Pigs have a "remarkable” ability to learn how to play video games — an ability that's nothing to be snorted at. The pigs are unlikely to be taking home an E-sports trophy anytime soon, but their aptitude for learning this skill has highlighted their surprisingly high level of intelligence and cognitive flexibility.
Their exploits were recently the subject of a study in the journal Frontiers in Psychology. The research saw two Yorkshire pigs, named Hamlet and Omelette, and two Panepinto micro pigs, Ebony and Ivory, being taught how to play a simple video game. The pigs were trained to move a joystick with their snouts in front of a computer screen. If they successfully moved the pointing using the joystick toward one of the targets on the screen, they were rewarded with a snack. Even once the pigs stopped receiving the reward, they were able to complete tasks using only verbal and touch cues.
The researchers, who have previously explored the depths of chimpanzee cognition, described their ability to pick up this skill as "remarkable."
"It is no small feat for an animal to grasp the concept that the behavior they are performing is having an effect elsewhere. That pigs can do this to any degree should give us pause as to what else they are capable of learning and how such learning may impact them," Dr Candace Croney, lead study author and a professor at Purdue University and director of the Purdue Center for Animal Welfare Science, said in a statement.

Plenty of research has shown that pigs are among the animal kingdom’s most intelligent beings. Scientists have even observed Visayan warty pigs, a critically endangered species native to just two islands in the Philippines, using tools in captivity.
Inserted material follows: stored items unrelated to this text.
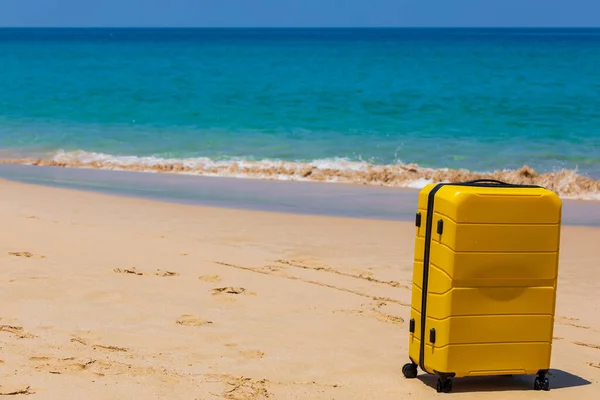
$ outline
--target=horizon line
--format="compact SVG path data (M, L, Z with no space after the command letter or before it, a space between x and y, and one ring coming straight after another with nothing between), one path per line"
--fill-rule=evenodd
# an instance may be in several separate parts
M0 29L600 29L600 26L0 26Z

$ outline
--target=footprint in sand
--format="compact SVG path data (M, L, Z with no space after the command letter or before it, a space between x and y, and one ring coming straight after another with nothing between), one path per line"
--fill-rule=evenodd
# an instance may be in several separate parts
M12 333L19 339L30 339L35 337L31 333L25 332L25 330L21 326L0 325L0 332Z
M227 295L245 294L246 296L256 296L256 293L248 292L243 287L231 287L231 286L215 288L212 290L212 294L213 294L213 296L218 296L219 301L222 301L225 303L235 303L236 302L235 298L233 298L232 296L227 296Z
M263 353L260 350L246 350L240 351L240 355L242 355L244 358L257 359L263 358L265 356L265 353Z
M135 267L129 269L114 268L113 272L117 274L144 275L142 272L136 271Z
M88 372L91 365L96 360L80 360L75 357L54 358L54 357L29 357L29 361L35 363L35 369L46 371L55 375L74 374Z
M133 268L115 268L113 269L113 272L116 272L117 274L129 274L129 275L146 275L144 272L140 272L138 271L135 267ZM156 276L179 276L179 272L173 272L173 271L163 271L160 269L157 269L156 272L154 273L154 275Z
M192 314L183 314L181 317L177 318L177 321L175 321L175 322L178 325L183 325L183 326L203 326L203 325L212 324L212 321L202 320Z
M587 363L590 367L594 367L594 368L600 368L600 363L593 363L593 362L589 362Z
M222 393L222 398L226 400L266 400L273 396L267 390L270 384L267 379L252 379L231 375L207 375L206 377L226 384L226 389Z
M13 257L25 257L25 258L46 258L46 256L36 255L28 251L10 251L9 256Z
M173 383L175 374L165 371L164 368L154 368L147 365L127 364L112 359L89 357L30 357L30 364L37 371L48 372L55 375L92 375L92 376L153 376L163 382ZM165 376L168 375L168 376Z
M221 282L219 275L202 275L198 279L203 282Z
M221 288L214 288L212 290L212 294L216 295L216 294L242 294L246 291L246 289L244 289L243 287L231 287L231 286L227 286L227 287L221 287Z
M154 275L157 276L179 276L179 272L156 270Z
Although the pings in this study did not perform to the level of mastery expected by a chimp or another non-human primate, the researchers believe this could be explained by the nature of the experiment, which was designed for dexterous and visually-oriented mammals.
Considering pigs are farm animals, the research also raises some ethnic questions. If, as this study suggests, pigs are deeply intelligent creatures with certain cognitive abilities that are comparable to chimpanzees, should that change the way we treat them in agricultural practices?
"This sort of study is important because, as with any sentient beings, how we interact with pigs and what we do to them impacts and matters to them," Croney said.
"Informing management practices and improving pig welfare was and still is a major goal, but really, that is secondary to better appreciate the uniqueness of pigs outside of any benefit we can derive from them," remarked Croney.